I believe much of the team that was working on the S900 left Commodore with Jack Tramiel, and were involved with the design of the Atari ST.
In particular Shiraz Shivji, who was the main designer of the ST, was part of the S900 project.
Pretty sure the S900 was effectively dead before the C128 project was even started.
And in any case the S900 was a monochrome business computer, aimed at the productivity market -- a segment Commodore later targeted with PC compatibles instead.
The C128 was targeted at consumers who wanted to run C64 games.
They had an interesting hack to connect to a high-res monitor. Timing wise they had to stick to the standard TV timing otherwise regular Amiga software would not work. So they created a hack where the Amiga would send 4 screens of pixels that would then assembled and sent to a high-res monitor. Screen refresh rate was very slow though.

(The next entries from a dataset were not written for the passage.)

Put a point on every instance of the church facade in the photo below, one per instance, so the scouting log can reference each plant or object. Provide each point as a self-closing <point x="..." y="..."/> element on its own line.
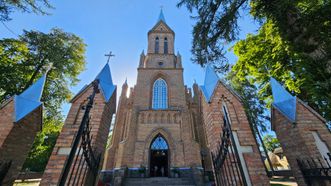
<point x="163" y="128"/>
<point x="156" y="125"/>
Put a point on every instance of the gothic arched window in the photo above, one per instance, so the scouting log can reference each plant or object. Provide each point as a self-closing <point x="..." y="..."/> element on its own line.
<point x="157" y="45"/>
<point x="165" y="45"/>
<point x="159" y="143"/>
<point x="160" y="94"/>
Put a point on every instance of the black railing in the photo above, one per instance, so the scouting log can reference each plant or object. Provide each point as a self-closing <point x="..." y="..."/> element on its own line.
<point x="82" y="165"/>
<point x="227" y="167"/>
<point x="4" y="167"/>
<point x="316" y="170"/>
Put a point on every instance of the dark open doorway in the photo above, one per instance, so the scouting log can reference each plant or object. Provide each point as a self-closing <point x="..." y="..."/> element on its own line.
<point x="159" y="153"/>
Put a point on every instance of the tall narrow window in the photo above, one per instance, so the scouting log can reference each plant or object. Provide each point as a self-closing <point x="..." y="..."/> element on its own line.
<point x="165" y="45"/>
<point x="160" y="94"/>
<point x="157" y="45"/>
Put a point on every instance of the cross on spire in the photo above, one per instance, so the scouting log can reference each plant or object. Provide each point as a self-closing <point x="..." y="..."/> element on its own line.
<point x="109" y="55"/>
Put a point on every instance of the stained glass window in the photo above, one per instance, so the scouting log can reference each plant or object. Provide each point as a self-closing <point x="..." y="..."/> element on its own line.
<point x="160" y="94"/>
<point x="159" y="143"/>
<point x="157" y="45"/>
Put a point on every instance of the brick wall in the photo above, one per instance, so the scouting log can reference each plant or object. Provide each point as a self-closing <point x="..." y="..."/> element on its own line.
<point x="101" y="115"/>
<point x="213" y="123"/>
<point x="297" y="139"/>
<point x="16" y="139"/>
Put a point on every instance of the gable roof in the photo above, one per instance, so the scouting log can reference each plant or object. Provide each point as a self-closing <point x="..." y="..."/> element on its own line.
<point x="161" y="16"/>
<point x="284" y="102"/>
<point x="211" y="82"/>
<point x="161" y="25"/>
<point x="105" y="84"/>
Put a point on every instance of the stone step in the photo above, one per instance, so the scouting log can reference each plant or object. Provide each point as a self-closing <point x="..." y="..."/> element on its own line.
<point x="158" y="181"/>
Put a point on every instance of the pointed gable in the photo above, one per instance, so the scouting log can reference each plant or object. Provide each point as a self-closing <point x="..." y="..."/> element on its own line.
<point x="106" y="82"/>
<point x="161" y="25"/>
<point x="283" y="100"/>
<point x="29" y="100"/>
<point x="210" y="83"/>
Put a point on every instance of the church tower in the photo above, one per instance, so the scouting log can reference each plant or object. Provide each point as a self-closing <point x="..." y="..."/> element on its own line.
<point x="155" y="127"/>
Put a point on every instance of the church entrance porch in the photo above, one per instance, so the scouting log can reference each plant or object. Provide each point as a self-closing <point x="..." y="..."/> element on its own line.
<point x="159" y="157"/>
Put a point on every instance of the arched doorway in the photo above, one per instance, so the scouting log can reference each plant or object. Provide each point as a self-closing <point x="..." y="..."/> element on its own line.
<point x="159" y="157"/>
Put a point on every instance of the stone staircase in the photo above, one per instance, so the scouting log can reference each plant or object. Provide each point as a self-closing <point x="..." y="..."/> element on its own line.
<point x="158" y="181"/>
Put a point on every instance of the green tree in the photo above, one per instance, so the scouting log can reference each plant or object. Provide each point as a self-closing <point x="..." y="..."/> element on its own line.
<point x="35" y="6"/>
<point x="270" y="142"/>
<point x="293" y="45"/>
<point x="267" y="54"/>
<point x="27" y="58"/>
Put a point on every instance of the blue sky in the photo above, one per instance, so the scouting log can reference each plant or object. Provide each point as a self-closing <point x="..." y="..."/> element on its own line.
<point x="119" y="26"/>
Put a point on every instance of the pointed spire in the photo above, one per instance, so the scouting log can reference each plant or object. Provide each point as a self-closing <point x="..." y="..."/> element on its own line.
<point x="161" y="16"/>
<point x="29" y="100"/>
<point x="210" y="83"/>
<point x="283" y="100"/>
<point x="106" y="82"/>
<point x="125" y="82"/>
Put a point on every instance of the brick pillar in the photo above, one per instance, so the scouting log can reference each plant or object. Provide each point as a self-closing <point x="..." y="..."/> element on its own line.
<point x="16" y="139"/>
<point x="101" y="116"/>
<point x="245" y="141"/>
<point x="297" y="139"/>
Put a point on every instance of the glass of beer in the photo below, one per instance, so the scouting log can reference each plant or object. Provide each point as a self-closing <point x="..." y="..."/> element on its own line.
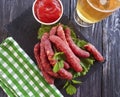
<point x="88" y="12"/>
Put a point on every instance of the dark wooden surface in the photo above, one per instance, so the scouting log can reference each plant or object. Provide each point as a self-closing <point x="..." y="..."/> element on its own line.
<point x="105" y="35"/>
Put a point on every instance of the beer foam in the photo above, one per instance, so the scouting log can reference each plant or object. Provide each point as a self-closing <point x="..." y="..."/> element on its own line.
<point x="103" y="2"/>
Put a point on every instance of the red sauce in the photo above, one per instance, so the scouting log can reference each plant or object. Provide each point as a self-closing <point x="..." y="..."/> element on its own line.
<point x="47" y="10"/>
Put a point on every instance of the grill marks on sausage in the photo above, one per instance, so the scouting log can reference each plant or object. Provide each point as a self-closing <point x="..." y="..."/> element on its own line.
<point x="78" y="51"/>
<point x="70" y="57"/>
<point x="50" y="53"/>
<point x="47" y="77"/>
<point x="91" y="48"/>
<point x="44" y="60"/>
<point x="62" y="40"/>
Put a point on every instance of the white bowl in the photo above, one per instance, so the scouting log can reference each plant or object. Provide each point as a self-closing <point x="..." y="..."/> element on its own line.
<point x="44" y="22"/>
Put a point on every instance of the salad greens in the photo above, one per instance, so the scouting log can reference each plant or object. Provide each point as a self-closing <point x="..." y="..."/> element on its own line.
<point x="86" y="63"/>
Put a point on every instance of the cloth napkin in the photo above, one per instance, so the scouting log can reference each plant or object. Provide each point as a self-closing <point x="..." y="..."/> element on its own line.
<point x="19" y="75"/>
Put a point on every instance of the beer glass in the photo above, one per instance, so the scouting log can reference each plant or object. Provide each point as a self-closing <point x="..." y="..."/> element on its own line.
<point x="88" y="12"/>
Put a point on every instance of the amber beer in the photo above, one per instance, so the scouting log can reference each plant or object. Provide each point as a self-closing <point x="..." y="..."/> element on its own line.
<point x="92" y="11"/>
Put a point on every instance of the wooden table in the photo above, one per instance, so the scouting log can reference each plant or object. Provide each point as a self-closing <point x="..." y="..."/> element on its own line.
<point x="105" y="35"/>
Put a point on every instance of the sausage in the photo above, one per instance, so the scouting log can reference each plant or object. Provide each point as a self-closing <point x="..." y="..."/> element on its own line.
<point x="91" y="48"/>
<point x="53" y="30"/>
<point x="66" y="65"/>
<point x="44" y="60"/>
<point x="70" y="57"/>
<point x="61" y="33"/>
<point x="48" y="48"/>
<point x="77" y="51"/>
<point x="50" y="53"/>
<point x="47" y="77"/>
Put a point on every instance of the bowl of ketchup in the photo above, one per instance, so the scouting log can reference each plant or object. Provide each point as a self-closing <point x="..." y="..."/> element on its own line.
<point x="47" y="12"/>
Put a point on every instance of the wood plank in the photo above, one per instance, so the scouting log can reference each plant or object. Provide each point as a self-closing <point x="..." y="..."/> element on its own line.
<point x="92" y="87"/>
<point x="9" y="10"/>
<point x="111" y="48"/>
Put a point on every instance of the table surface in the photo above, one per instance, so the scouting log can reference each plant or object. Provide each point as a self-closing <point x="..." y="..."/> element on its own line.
<point x="105" y="35"/>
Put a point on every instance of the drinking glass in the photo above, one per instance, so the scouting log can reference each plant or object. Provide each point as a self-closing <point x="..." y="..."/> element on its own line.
<point x="88" y="12"/>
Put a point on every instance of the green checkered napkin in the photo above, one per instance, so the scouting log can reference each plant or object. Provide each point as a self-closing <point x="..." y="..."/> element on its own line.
<point x="19" y="75"/>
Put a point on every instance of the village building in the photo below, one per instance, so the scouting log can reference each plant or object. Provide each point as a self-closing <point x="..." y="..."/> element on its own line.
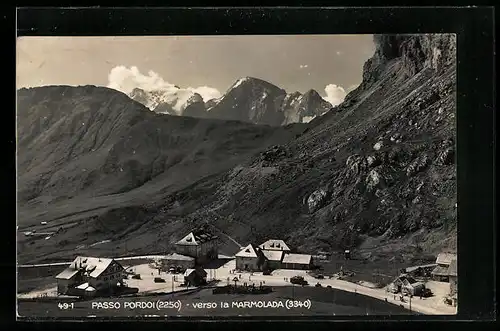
<point x="195" y="277"/>
<point x="452" y="273"/>
<point x="87" y="276"/>
<point x="199" y="244"/>
<point x="443" y="261"/>
<point x="250" y="258"/>
<point x="273" y="258"/>
<point x="275" y="245"/>
<point x="407" y="285"/>
<point x="297" y="261"/>
<point x="420" y="270"/>
<point x="176" y="260"/>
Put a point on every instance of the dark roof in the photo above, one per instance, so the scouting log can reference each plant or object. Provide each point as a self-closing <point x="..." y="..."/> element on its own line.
<point x="440" y="271"/>
<point x="197" y="237"/>
<point x="445" y="258"/>
<point x="452" y="270"/>
<point x="202" y="236"/>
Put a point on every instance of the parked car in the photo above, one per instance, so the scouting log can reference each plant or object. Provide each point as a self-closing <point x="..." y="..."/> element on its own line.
<point x="299" y="280"/>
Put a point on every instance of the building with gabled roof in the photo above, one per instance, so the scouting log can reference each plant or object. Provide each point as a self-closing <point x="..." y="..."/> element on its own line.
<point x="275" y="245"/>
<point x="92" y="274"/>
<point x="443" y="262"/>
<point x="453" y="277"/>
<point x="250" y="258"/>
<point x="199" y="244"/>
<point x="195" y="276"/>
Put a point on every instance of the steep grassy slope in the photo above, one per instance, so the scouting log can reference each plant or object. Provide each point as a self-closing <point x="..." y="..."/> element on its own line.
<point x="376" y="173"/>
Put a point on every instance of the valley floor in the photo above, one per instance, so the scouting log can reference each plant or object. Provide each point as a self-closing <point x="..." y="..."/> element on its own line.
<point x="278" y="280"/>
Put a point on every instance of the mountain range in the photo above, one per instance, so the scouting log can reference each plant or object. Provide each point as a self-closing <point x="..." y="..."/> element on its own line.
<point x="249" y="99"/>
<point x="375" y="174"/>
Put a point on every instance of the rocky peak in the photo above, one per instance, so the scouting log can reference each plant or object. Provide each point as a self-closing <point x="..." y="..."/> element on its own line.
<point x="416" y="52"/>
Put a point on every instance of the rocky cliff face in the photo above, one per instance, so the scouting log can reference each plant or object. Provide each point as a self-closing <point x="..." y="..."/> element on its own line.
<point x="250" y="100"/>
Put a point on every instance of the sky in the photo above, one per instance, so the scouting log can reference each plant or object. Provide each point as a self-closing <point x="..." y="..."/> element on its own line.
<point x="209" y="65"/>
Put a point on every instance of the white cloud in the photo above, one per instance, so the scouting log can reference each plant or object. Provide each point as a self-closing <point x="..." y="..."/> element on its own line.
<point x="126" y="79"/>
<point x="335" y="94"/>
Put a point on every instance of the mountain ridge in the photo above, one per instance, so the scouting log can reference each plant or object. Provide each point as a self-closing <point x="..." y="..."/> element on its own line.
<point x="376" y="173"/>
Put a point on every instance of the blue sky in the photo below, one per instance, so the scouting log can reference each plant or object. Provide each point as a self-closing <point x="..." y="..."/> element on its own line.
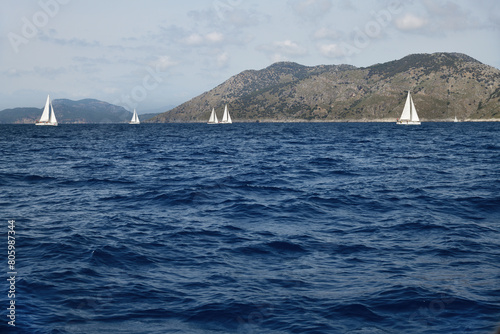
<point x="151" y="54"/>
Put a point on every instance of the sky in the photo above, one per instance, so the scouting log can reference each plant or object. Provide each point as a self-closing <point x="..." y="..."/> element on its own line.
<point x="155" y="54"/>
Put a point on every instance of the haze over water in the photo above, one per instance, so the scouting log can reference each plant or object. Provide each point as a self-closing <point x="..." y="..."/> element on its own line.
<point x="254" y="228"/>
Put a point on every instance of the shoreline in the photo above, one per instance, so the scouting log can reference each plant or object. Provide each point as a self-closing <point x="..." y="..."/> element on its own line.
<point x="488" y="120"/>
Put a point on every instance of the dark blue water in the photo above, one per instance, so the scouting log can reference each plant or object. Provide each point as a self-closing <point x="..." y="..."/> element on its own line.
<point x="253" y="228"/>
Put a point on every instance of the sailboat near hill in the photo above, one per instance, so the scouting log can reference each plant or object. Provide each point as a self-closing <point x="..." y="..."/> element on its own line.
<point x="135" y="119"/>
<point x="48" y="115"/>
<point x="226" y="118"/>
<point x="213" y="118"/>
<point x="409" y="115"/>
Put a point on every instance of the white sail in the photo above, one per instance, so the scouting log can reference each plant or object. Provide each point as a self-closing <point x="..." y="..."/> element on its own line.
<point x="53" y="119"/>
<point x="226" y="118"/>
<point x="48" y="116"/>
<point x="135" y="118"/>
<point x="409" y="115"/>
<point x="414" y="115"/>
<point x="213" y="117"/>
<point x="405" y="116"/>
<point x="46" y="111"/>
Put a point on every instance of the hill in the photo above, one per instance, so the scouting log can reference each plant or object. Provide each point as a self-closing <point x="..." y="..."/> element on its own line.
<point x="443" y="85"/>
<point x="68" y="111"/>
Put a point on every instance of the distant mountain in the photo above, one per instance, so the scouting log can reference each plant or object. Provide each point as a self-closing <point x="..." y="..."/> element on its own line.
<point x="68" y="111"/>
<point x="443" y="85"/>
<point x="145" y="117"/>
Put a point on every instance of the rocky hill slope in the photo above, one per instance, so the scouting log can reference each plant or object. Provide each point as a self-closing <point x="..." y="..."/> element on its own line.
<point x="443" y="85"/>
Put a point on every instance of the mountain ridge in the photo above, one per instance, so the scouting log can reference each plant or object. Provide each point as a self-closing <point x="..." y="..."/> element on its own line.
<point x="443" y="85"/>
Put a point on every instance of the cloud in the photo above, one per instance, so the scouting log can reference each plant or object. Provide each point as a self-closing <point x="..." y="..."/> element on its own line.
<point x="195" y="39"/>
<point x="332" y="50"/>
<point x="42" y="72"/>
<point x="282" y="50"/>
<point x="310" y="9"/>
<point x="410" y="22"/>
<point x="214" y="37"/>
<point x="222" y="60"/>
<point x="72" y="42"/>
<point x="326" y="33"/>
<point x="162" y="63"/>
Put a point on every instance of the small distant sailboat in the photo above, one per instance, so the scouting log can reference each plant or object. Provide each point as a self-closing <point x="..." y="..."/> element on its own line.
<point x="213" y="118"/>
<point x="409" y="115"/>
<point x="48" y="115"/>
<point x="135" y="118"/>
<point x="226" y="118"/>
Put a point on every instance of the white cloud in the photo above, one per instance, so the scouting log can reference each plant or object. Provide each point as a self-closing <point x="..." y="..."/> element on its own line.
<point x="162" y="63"/>
<point x="326" y="33"/>
<point x="290" y="48"/>
<point x="311" y="9"/>
<point x="223" y="60"/>
<point x="214" y="37"/>
<point x="410" y="22"/>
<point x="282" y="50"/>
<point x="193" y="39"/>
<point x="332" y="50"/>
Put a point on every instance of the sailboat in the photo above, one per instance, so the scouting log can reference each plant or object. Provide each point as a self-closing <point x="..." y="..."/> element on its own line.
<point x="409" y="115"/>
<point x="48" y="116"/>
<point x="135" y="119"/>
<point x="213" y="118"/>
<point x="226" y="118"/>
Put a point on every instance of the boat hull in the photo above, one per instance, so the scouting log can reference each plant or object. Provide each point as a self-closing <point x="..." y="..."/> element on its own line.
<point x="47" y="124"/>
<point x="408" y="123"/>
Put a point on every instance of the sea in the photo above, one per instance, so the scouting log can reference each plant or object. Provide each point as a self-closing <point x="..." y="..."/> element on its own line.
<point x="251" y="228"/>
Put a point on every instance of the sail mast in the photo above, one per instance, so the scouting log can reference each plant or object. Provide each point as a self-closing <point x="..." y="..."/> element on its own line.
<point x="46" y="111"/>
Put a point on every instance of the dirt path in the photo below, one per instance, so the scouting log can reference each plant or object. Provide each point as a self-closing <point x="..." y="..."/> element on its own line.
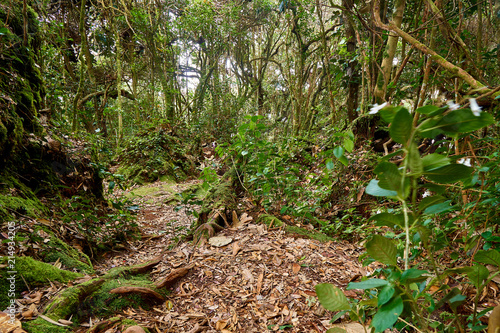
<point x="262" y="281"/>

I still have a (printed on dead trees!) manual for Coherent 3.2 (286 version, circa 1990-91) kicking around. Ran multiuser (login via tty or virtual terminals on the console) in 640Mb of RAM, off a 10Mb fully installed setup. If I remember correctly you were limited to 64Kb code & 64Kb data per process, though ... (Coherent 4.0 removed the addressing limit).
Wow. That could have been something! Might have been a commercial flop, but it would have exposed a lot of young folks to some useful ideas a decade or two before they otherwise would have been exposed.
Interestingly all 3 of C900, C128 and the Amiga are/were to be ~1985 machines (maybe 86 for the C900). I'd think from the specs (memory, CPU power, multitasking OS, hard drive as standard for the C900 etc) point of view the C900 was competing more with the Amiga than the C64-compatible 128k machine that didn't have architectural prospects of addressign more memory later.
In particular Shiraz Shivji, who was the main designer of the ST, was part of the S900 project.
Pretty sure the S900 was effectively dead before the C128 project was even started.
And in any case the S900 was a monochrome business computer, aimed at the productivity market -- a segment Commodore later targeted with PC compatibles instead.
The C128 was targeted at consumers who wanted to run C64 games.